The extended emission-line region of the Seyfert galaxy Mrk 573

Abstract

We present the results of observations of the extended emission-line region of the Seyfert 2 galaxy Mrk 573, obtained using the WFPC2 on board HST and the TIGER integral field spectrograph on the CFHT. We describe and use a new ‘guided’ deconvolution technique in which the spatial resolution of the TIGER data cubes is improved, allowing us to obtain the [O iii] gaseous kinematics with an unprecedented spatial resolution of ≃0.35 arcsec. The HST images outline the detailed complex structure of the central ∼3 kpc of this galaxy in [O iii] and Hα+[N ii], with strings of knots and a system of arcs straddling the nucleus. The [O iii]/(Hα+[N ii]) map shows that, taken together, all these individual features define a double wedge form with sharp edges, consistent with an ionization cone.
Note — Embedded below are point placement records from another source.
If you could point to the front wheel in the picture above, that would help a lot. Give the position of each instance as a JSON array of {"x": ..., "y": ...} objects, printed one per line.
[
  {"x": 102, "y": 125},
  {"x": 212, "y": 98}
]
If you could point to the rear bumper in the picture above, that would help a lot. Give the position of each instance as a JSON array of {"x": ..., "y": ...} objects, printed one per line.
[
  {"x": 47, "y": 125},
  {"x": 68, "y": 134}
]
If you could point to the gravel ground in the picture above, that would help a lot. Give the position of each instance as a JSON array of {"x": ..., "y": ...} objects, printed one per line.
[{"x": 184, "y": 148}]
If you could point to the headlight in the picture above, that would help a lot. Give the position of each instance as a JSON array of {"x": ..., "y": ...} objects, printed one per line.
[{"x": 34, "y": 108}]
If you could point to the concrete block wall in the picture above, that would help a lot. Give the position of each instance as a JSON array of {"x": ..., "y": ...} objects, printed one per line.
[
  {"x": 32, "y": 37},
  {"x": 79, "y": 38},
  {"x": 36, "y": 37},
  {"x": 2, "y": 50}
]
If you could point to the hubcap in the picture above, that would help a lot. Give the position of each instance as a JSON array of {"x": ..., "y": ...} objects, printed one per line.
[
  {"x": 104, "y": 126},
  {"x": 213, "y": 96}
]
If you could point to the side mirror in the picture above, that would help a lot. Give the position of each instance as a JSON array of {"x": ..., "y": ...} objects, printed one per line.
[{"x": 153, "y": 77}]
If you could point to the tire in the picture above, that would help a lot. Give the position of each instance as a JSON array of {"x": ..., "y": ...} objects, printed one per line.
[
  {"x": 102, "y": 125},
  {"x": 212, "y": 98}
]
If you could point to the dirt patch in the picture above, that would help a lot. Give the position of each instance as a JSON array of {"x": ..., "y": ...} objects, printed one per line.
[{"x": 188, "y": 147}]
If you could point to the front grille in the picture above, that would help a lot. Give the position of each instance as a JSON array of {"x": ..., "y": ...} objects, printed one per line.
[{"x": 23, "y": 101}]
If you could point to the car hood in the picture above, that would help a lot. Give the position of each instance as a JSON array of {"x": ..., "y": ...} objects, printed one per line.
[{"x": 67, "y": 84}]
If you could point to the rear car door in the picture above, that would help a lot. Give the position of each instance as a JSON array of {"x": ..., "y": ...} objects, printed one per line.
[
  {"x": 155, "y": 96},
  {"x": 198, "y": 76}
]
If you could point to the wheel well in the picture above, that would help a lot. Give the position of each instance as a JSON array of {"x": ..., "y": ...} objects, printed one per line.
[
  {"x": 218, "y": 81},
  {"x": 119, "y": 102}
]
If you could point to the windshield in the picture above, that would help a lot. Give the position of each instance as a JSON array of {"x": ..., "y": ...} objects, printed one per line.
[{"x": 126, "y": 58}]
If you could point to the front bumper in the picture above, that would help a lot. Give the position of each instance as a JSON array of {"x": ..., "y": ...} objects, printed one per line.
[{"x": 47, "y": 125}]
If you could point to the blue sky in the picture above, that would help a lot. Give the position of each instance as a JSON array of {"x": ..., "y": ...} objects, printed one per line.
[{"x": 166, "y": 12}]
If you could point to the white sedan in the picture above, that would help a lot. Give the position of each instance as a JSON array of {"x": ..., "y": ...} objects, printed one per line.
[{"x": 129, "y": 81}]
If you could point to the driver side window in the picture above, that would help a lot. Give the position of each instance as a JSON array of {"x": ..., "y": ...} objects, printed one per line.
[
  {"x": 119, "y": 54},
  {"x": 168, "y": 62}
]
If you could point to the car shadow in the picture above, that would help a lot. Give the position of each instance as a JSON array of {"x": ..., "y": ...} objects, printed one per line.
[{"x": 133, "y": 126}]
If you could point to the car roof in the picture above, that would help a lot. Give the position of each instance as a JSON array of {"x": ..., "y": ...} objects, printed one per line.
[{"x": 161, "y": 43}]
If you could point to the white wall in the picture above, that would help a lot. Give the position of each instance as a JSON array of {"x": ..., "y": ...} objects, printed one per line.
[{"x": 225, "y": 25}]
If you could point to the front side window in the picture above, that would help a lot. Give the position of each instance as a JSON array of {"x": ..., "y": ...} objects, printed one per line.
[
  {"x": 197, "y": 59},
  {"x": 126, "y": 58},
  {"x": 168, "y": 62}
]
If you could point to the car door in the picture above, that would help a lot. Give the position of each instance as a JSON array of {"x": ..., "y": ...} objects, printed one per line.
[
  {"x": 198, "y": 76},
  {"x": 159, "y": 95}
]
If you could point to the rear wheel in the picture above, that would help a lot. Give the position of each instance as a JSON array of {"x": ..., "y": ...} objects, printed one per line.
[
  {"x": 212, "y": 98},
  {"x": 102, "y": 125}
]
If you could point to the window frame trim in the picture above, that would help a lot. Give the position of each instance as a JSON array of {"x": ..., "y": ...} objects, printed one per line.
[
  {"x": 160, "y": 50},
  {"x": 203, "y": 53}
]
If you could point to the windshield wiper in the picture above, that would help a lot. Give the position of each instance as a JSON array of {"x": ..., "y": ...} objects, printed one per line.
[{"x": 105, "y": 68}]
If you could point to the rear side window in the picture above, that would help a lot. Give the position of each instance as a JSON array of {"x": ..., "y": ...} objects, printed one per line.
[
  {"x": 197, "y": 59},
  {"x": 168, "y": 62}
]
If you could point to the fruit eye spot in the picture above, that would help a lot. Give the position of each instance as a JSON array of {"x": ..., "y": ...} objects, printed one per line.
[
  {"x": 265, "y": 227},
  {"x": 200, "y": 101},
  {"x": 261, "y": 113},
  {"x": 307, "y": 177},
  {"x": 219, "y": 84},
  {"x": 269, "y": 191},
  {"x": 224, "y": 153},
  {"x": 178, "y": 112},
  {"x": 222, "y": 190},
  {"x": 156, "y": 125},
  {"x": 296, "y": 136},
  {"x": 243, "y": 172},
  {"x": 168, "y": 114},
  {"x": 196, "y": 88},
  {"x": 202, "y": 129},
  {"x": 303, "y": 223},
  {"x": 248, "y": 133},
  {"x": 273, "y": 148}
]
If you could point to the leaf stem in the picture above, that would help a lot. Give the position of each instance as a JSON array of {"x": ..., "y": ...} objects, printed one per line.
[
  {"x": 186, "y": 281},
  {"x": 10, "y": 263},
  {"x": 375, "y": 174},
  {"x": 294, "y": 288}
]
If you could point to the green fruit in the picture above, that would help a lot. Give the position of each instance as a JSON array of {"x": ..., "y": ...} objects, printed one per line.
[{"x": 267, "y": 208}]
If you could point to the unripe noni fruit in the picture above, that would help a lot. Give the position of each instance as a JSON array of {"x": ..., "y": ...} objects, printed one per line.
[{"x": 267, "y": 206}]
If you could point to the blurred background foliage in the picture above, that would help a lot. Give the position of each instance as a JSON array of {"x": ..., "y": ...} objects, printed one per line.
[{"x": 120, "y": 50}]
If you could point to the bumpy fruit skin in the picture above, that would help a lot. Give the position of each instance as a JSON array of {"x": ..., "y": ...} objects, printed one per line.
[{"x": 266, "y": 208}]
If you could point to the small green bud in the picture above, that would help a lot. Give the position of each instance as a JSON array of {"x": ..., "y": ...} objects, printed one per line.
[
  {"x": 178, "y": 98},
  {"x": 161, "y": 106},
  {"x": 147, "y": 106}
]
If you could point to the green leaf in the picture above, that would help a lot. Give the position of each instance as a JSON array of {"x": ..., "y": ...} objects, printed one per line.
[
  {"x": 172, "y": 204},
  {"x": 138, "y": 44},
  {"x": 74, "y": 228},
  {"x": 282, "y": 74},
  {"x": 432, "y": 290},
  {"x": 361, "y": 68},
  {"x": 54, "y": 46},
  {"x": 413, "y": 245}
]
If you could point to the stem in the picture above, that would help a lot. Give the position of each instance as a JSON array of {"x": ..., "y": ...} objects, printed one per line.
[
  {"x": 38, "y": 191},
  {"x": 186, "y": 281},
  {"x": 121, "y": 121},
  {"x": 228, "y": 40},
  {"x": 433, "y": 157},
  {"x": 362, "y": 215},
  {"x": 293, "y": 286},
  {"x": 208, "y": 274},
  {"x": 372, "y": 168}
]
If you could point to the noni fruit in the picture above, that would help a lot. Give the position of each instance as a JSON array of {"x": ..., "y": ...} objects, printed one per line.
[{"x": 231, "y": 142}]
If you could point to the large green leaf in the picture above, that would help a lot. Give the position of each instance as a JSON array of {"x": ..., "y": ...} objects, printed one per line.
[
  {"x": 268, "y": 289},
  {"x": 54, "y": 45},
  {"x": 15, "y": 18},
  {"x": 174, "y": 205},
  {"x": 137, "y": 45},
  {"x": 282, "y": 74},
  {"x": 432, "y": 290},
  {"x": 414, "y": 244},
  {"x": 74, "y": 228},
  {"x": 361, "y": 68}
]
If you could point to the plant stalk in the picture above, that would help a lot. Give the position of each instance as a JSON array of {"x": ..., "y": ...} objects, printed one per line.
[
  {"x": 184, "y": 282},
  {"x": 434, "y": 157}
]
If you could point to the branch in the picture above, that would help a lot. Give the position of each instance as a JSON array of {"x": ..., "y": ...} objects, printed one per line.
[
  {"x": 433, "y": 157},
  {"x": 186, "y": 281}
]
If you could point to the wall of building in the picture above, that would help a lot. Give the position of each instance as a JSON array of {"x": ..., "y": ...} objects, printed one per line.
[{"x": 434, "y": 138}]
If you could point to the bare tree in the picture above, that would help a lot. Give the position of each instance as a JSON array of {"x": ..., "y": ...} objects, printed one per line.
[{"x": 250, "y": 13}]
The ‘linear’ radio structure is closely associated with the strings of emission-line knots, with the north-west radio lobe lying inside one of the arcs. Strong velocity perturbations are found in the vicinity of all of the radio components, witnessing the interaction between the radio ejecta and the ambient material. The spectral and kinematical properties of the different components of the emission-line region of Mrk 573 are discussed. The emission-line knots, associated with the radio knots and the velocity perturbations, probably trace the deflection of the radio jet by clouds. The inner arcs may represent radiative bow shocks driven by the weakened radio jets. The similar structure of each of these arcs in the different emission lines, and the absence of any strong kinematic perturbation in the arcs themselves, indicates that they are not photoionizing shocks. Instead, the arcs are photoionized by an external source of radiation. The same conclusion is reached for the outer arcs, which mark the transition between the narrow-line and extended narrow-line regions of Mrk 573. We use the measured variation of the ionization parameter and gas density to derive the flux of ionizing photons as a function of distance from the nucleus. We find that, unless the ionizing photon flux of the compact central source has decreased by a factor of 10 over the last 4000 yr, a model in which all the ionizing photons originate in the central source is excluded. Instead, we speculate that fast shocks, possibly associated with the jet/cloud interactions, may provide the required spatially extended source of ionizing photons.